In The Woods There Was A Cottage
In the woods there was a cottage.
No one had been there for a very long time. The cottage was overgrown with vines, and rotted furniture dotted the creaking porch. The porch’s wood was soft from years of neglect, but it held Ana’s weight.
Ana shivered despite the hot noon sun. She wasn’t meant to be here out this far into the woods. No one was.
That meant she was alone here.
Ana was glad of this as she pushed herself through the hole she’d managed to make in the decayed door. No one was going to check for her here. She could rest here for the night and then move on in the morning. By next week she could be past the border. By next month, who knew where she’d be? Not here, that’s for sure.
No Tony, no Jade. No well.
She shuddered. She could feel the cold water on her skin. The slick rocks under her fingers.
No, the well was behind her. She was safe here.
She made her way further into the cottage.
It was nicer inside than she had expected. The outside was shambles. But inside, the furniture seemed intact. It didn’t smell of rot. There wasn’t even that much dust.
She found a bedroom door at the end of the hallway. It had faded pink paper flowers taped to it.
“Lissi’s!” a little sign declared.
The door swung open under her touch before she even twisted the handle.
Inside was a pleasant, dry, young girl’s room. In the center of it was a canopy bed. With its plush blankets and a gauzy, see-through curtain over-top, it was like a dream to Ana.
She stepped into the room.
She went to the bed.
Ana dropped her bag and just lay there. She let the stress of her day flow out of her.
The cottage was warm, and it was dry. It didn’t feel abandoned.
She let sleep take her.
Ana dreamt of cold water.
When Ana got up, the moon was out. The brightness surprised her, because she could see the room without effort in its light.
She sat up in bed like a shot. Her whole body was shivering. She needed to move. Needed to pace. Needed to get the cold out of her bones after that dream. She realized she could make use of the light, she could explore the cottage. Maybe she’d find some money she could use, abandoned when the cottage had been. Not that money was that useful. Maybe something else. Something she could trade. Something helpful.

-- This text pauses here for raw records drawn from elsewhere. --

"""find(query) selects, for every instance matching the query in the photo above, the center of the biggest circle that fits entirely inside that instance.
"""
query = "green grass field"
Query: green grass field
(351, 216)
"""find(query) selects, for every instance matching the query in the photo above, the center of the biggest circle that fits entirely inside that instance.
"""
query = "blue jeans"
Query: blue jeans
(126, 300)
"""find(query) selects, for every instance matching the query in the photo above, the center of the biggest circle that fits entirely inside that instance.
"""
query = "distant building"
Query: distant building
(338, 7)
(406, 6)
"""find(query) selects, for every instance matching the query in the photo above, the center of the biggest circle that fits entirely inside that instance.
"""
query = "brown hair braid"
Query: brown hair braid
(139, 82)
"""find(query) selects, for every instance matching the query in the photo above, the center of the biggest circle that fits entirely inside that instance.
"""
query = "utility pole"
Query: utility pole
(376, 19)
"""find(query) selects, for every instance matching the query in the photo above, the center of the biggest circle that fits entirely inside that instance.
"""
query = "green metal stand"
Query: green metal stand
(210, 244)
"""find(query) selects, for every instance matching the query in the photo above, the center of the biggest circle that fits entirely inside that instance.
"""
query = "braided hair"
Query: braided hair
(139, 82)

You had to have something to help you, in this world.
Ana hadn’t had anything to help her in a long time. That wasn’t unusual. When the second sickness came, a lot of people had fallen through the cracks.

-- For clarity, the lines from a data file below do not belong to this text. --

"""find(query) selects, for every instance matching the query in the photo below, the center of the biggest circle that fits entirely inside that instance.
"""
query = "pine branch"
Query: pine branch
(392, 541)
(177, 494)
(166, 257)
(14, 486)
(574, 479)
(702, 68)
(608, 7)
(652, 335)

Tony and Jade hadn’t. But they were happy to push people through.
Ana smelled… bacon?
She followed the scent right into a kitchen. It had a warm yellow light in it and a plump white-haired woman working the stove.
“Hello, sweet one,” said the old woman. “I was wondering when you’d wake up.”

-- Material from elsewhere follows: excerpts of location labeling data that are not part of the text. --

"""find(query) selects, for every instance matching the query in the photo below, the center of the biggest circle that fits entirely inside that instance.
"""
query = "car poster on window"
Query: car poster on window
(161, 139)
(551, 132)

Ana hadn’t wanted to leave the settlement. It was security. She had no people, but that didn’t mean she was left out in the street. People still tried to take care of each other. It didn’t always work.
She tried to pull her weight.
She had a ratty backpack. She’d go out into the woods for mushrooms. She was good at identifying mushrooms. She’d fill her bag up and bring it back to share and get rewarded with full meals and a bed.
Tony and Jade were waiting for her out in the woods one day.
They were like her, eight years old. And they were cruel. She’d heard an adult say that sometimes the sickness got you in other ways.
“See,” said Jade, “she’s got my bag.” The only bag between them was Ana’s backpack.
“Shouldn’t steal, Ana,” said Tony.
“I didn’t steal anything!” Ana yelled. “She’s lying! She always lies!”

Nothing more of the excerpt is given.